A estimativa das entidades é que haja cerca de 3,5 mil trabalhadores da construção civil atuando informalmente na cidade, em um universo de oito mil trabalhadores. Há dez anos, o perfil era diferente: 13,5 mil trabalhadores da construção civil tinham carteira assinada.
''A situação atual é muito grave e poderá ocasionar sério problema social, com um grande volume de empregados sem direito à aposentadoria'', comentou o presidente do Sintracom, Denilson Pestana.
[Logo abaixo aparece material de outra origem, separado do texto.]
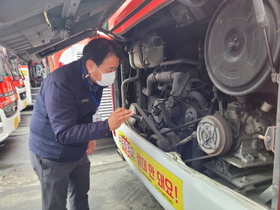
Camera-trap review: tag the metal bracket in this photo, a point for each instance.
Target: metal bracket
(269, 138)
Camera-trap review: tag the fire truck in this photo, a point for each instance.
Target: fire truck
(17, 78)
(9, 109)
(201, 77)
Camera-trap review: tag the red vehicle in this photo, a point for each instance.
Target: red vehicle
(202, 77)
(9, 110)
(17, 79)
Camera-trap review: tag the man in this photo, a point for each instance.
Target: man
(62, 127)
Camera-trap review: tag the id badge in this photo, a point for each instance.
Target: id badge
(96, 117)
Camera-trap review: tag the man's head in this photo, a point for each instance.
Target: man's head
(102, 57)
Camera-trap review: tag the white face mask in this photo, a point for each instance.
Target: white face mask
(106, 79)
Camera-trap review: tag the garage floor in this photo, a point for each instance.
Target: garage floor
(114, 186)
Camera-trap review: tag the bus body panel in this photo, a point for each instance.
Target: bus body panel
(175, 185)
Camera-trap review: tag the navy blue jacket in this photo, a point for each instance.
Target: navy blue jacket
(61, 124)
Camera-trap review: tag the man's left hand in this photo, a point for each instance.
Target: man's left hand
(91, 147)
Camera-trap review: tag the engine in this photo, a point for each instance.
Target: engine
(211, 100)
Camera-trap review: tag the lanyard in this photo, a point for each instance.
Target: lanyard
(87, 85)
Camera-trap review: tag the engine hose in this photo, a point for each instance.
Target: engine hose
(124, 86)
(199, 98)
(167, 77)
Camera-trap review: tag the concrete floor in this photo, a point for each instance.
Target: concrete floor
(114, 186)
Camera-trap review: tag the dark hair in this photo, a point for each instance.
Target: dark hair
(98, 49)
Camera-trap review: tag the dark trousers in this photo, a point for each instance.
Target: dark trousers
(61, 179)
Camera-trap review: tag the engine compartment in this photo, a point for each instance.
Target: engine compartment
(199, 77)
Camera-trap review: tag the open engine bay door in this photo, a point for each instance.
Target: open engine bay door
(35, 29)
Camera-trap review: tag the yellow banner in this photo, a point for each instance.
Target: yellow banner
(169, 185)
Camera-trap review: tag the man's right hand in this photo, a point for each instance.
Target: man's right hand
(119, 116)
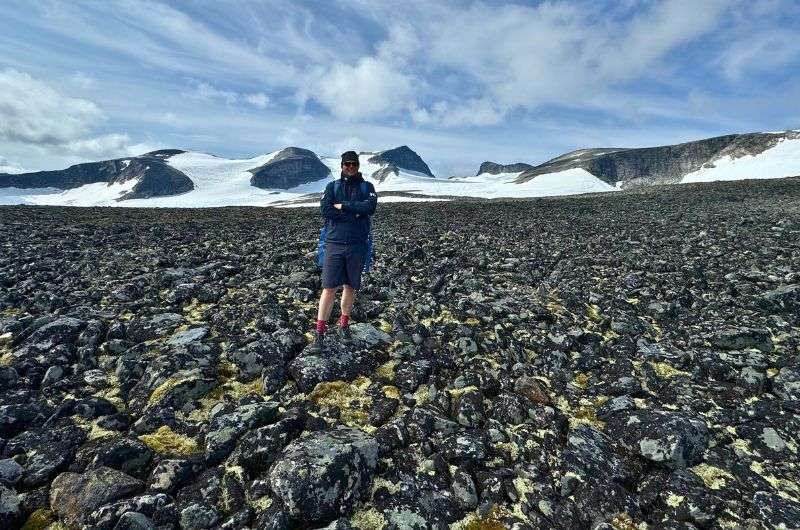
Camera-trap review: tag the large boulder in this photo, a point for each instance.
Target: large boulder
(289, 168)
(673, 439)
(321, 476)
(74, 497)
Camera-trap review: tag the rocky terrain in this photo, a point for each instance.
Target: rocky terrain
(618, 361)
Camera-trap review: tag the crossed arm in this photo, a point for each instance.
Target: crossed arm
(347, 209)
(366, 207)
(329, 211)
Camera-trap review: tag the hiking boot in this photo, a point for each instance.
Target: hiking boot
(344, 335)
(317, 344)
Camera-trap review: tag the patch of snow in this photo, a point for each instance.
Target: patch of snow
(782, 160)
(97, 194)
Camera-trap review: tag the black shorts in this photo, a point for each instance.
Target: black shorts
(343, 265)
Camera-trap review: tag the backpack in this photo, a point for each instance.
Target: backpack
(337, 185)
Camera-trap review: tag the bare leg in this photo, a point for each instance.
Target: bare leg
(348, 295)
(326, 303)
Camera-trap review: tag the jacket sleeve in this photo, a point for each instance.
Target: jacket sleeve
(365, 207)
(326, 205)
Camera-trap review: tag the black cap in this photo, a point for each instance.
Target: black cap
(350, 156)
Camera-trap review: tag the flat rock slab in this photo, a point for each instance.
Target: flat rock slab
(321, 476)
(670, 438)
(74, 496)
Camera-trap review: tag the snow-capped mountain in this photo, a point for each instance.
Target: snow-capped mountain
(295, 177)
(731, 157)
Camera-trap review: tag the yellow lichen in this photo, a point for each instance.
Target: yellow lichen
(166, 441)
(623, 521)
(666, 370)
(6, 358)
(510, 448)
(227, 387)
(713, 477)
(581, 380)
(161, 390)
(386, 370)
(368, 519)
(350, 398)
(391, 392)
(674, 500)
(39, 520)
(262, 503)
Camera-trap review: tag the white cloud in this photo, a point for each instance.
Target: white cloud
(81, 80)
(36, 116)
(258, 100)
(206, 92)
(760, 52)
(7, 166)
(105, 146)
(371, 88)
(32, 112)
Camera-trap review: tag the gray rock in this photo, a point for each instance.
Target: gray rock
(787, 383)
(52, 375)
(368, 335)
(74, 497)
(196, 516)
(289, 168)
(10, 472)
(741, 338)
(226, 428)
(134, 521)
(322, 475)
(9, 508)
(182, 338)
(670, 438)
(169, 475)
(464, 490)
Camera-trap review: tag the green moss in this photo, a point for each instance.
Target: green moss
(349, 398)
(39, 520)
(166, 441)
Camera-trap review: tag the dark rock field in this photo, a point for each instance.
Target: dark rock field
(620, 361)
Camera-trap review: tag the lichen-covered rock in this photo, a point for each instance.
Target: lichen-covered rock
(670, 438)
(75, 496)
(226, 427)
(9, 508)
(322, 475)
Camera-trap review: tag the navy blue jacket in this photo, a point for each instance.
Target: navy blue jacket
(350, 225)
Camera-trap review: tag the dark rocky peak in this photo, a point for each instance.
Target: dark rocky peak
(289, 168)
(155, 177)
(404, 158)
(658, 165)
(165, 153)
(495, 169)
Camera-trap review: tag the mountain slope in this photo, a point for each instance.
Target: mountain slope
(628, 168)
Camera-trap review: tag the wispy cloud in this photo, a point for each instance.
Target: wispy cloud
(523, 80)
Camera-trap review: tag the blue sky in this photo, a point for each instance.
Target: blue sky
(460, 82)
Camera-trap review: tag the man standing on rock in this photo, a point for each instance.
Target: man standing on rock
(348, 217)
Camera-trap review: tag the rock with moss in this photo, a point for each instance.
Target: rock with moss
(75, 496)
(321, 476)
(9, 508)
(227, 426)
(670, 438)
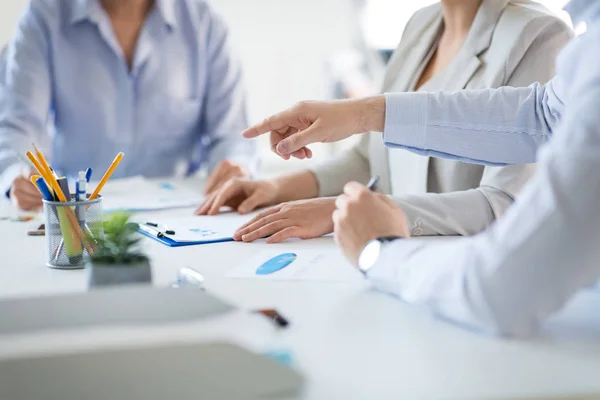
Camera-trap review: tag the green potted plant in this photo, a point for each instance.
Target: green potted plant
(118, 259)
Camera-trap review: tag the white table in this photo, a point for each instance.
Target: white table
(352, 342)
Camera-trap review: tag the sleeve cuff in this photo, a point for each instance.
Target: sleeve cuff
(389, 272)
(405, 120)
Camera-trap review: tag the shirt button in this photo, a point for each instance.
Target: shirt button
(417, 232)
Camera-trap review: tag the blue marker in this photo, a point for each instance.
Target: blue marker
(81, 187)
(88, 175)
(44, 189)
(276, 263)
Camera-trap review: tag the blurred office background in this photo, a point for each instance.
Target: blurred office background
(303, 49)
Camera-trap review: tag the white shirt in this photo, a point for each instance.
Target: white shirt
(508, 279)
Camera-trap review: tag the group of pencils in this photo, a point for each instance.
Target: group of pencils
(56, 189)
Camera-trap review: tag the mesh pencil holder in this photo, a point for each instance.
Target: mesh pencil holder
(70, 230)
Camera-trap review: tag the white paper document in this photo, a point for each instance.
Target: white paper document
(309, 265)
(139, 194)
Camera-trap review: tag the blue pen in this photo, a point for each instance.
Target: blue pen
(81, 187)
(372, 185)
(44, 189)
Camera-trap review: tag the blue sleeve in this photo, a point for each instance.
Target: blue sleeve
(225, 111)
(492, 126)
(25, 93)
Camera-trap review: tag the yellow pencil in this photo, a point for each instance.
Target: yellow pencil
(61, 196)
(33, 180)
(38, 167)
(107, 175)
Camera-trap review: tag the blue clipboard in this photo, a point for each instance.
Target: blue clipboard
(172, 243)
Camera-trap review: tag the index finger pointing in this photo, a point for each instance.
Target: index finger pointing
(272, 123)
(353, 188)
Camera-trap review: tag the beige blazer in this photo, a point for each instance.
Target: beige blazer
(511, 43)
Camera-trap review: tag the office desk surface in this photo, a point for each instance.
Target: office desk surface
(352, 342)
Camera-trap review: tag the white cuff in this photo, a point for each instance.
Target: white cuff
(405, 120)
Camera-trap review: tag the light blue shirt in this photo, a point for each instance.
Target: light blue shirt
(182, 104)
(546, 248)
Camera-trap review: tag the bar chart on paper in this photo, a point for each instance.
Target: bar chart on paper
(133, 195)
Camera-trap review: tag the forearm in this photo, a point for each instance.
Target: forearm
(297, 186)
(493, 126)
(462, 213)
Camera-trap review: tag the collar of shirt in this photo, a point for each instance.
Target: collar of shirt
(91, 10)
(583, 10)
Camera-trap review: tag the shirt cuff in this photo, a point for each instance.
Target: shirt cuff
(389, 272)
(405, 120)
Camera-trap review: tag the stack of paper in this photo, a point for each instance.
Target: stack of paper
(194, 230)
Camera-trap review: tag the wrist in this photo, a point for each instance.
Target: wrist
(298, 186)
(372, 112)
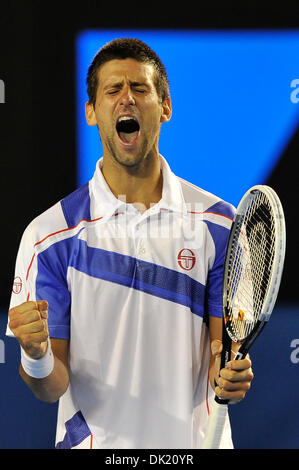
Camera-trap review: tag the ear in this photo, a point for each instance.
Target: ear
(166, 110)
(90, 114)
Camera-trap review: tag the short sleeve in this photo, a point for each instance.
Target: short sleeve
(41, 274)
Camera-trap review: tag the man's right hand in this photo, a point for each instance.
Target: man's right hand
(29, 324)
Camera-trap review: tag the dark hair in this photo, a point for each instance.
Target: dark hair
(124, 49)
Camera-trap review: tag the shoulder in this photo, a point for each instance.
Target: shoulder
(64, 214)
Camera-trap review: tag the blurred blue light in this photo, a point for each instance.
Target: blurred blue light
(232, 111)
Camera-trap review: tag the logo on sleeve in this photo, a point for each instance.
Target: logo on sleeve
(17, 285)
(186, 259)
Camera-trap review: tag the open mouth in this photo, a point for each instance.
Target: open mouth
(127, 128)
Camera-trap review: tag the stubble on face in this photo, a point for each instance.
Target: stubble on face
(145, 108)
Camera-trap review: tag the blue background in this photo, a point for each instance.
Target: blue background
(232, 120)
(232, 112)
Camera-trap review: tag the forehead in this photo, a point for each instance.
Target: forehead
(131, 69)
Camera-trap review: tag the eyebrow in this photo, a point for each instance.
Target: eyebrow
(120, 84)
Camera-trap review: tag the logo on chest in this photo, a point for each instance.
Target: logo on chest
(186, 259)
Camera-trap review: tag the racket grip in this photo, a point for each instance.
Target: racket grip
(215, 426)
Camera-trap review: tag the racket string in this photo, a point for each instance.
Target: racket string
(250, 266)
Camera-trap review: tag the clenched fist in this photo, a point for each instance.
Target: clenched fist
(29, 324)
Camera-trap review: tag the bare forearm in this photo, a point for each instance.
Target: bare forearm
(50, 388)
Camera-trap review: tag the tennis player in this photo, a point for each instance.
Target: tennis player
(118, 302)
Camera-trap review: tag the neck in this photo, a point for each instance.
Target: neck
(141, 185)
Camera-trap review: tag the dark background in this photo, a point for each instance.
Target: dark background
(38, 165)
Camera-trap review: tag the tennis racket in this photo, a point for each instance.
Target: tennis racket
(252, 274)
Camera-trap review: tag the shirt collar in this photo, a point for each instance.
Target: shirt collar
(172, 196)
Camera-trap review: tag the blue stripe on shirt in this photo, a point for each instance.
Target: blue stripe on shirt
(153, 279)
(76, 431)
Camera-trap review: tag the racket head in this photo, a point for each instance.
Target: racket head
(254, 262)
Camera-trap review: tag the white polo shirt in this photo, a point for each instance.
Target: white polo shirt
(132, 292)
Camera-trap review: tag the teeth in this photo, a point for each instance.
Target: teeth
(126, 118)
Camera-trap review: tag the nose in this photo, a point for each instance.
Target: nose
(127, 97)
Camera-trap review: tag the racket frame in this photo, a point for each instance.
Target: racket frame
(220, 408)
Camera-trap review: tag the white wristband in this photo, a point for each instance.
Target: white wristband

''Quem emprega sem registro, tem a idéia de estar 'economizando', já que não recolhe os encargos trabalhistas, mas corre sério risco de ter o empregado envolvido em algum acidente grave e não ter a cobertura do sistema da previdência. Além disso, prejudica toda categoria'', disse o presidente do Sinduscon, José Roberto Hoffmann.
Sem registro, o trabalhador também não participa de benefícios conquistados pela convenção da categoria, como vale-compras no valor de R$ 105,00 e cobertura de seguro de vida de R$ 10 mil.
Na Comissão de Conflitos Trabalhistas, organizada pelo Sintracom e Sinduscon, a maior parte dos processos protocolados é referente à falta de registro e cumprimento de verbas rescisórias.